# Exploration of ablation results

Something weird's going on in this chart

In [1]:
from datasets import load_dataset
import torch
from safetensors.torch import load_file
import sys
import plotly.graph_objects as go
from plotly.subplots import make_subplots
from tqdm import tqdm
import random
sys.path.append("../")
from jacobian_saes.utils import load_pretrained, run_sandwich


What's going on with that cluster? Why isn't everything just neatly on the line?

In [2]:
n_samples = 10_000

sae_pair, model, mlp_with_grads, layer = load_pretrained("lucyfarnik/jsaes_pythia70m2/sae_pair_pythia-70m-deduped_layer3_16384_J1_k32:v0")
k = sae_pair.cfg.activation_fn_kwargs["k"]

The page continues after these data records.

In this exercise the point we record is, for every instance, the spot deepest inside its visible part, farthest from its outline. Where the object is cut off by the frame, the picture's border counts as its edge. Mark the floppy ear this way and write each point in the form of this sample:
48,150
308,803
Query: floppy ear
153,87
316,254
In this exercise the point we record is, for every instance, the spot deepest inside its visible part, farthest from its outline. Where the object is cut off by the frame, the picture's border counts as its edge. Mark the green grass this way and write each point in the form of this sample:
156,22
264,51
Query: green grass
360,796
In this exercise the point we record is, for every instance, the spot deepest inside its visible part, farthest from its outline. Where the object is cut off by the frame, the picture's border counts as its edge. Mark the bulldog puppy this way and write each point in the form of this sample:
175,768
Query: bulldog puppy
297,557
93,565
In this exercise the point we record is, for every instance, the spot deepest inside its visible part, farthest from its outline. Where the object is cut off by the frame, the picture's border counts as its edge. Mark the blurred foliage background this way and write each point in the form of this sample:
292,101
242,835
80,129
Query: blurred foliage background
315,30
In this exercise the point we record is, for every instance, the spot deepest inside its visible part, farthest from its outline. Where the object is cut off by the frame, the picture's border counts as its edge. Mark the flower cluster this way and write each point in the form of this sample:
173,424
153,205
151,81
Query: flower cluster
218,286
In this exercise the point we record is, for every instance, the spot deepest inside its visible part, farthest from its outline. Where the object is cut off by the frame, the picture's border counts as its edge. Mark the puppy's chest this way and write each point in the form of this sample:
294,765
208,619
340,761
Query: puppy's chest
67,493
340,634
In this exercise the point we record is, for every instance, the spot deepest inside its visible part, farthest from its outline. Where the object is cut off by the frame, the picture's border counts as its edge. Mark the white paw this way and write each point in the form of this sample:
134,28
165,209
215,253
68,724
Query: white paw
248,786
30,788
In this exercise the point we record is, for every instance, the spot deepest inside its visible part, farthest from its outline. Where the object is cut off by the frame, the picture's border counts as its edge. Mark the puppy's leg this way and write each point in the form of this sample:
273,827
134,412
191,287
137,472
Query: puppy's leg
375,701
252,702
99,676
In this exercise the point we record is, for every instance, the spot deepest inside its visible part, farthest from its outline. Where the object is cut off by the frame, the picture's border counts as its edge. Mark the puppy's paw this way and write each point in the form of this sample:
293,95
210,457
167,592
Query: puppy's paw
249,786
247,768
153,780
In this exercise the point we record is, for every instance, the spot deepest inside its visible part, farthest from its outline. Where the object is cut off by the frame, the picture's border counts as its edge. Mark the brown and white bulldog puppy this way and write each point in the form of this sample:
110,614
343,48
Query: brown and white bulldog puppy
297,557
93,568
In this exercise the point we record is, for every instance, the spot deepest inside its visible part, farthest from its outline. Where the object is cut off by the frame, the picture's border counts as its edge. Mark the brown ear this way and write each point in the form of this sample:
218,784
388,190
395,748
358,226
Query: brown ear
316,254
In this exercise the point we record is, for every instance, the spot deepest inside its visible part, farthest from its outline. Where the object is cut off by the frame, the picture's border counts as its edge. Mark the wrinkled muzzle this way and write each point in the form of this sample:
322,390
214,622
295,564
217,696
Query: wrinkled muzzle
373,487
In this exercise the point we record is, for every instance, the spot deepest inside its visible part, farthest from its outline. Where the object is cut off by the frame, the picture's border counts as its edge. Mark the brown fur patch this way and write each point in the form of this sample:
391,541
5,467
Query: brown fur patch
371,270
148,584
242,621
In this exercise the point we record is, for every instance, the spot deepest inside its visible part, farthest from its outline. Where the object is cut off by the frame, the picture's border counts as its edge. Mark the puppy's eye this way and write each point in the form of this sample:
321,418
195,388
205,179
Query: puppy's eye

dataset = load_dataset("allenai/c4", "en", split="validation", streaming=True)

results = []
with torch.no_grad():
    with tqdm(total=n_samples) as pbar:
        for item in dataset:
            _, cache = model.run_with_cache(
                item["text"],
                stop_at_layer=layer + 1,
                names_filter=[sae_pair.cfg.hook_name],
            )
            acts = cache[sae_pair.cfg.hook_name][:, 1:]

            for act in acts[0, 1:]:
                jacobian, acts_dict = run_sandwich(sae_pair, mlp_with_grads, act)
                sae_acts1 = acts_dict["sae_acts1"]
                sae_acts2 = acts_dict["sae_acts2"]
                topk_indices1 = acts_dict["topk_indices1"]
                topk_indices2 = acts_dict["topk_indices2"]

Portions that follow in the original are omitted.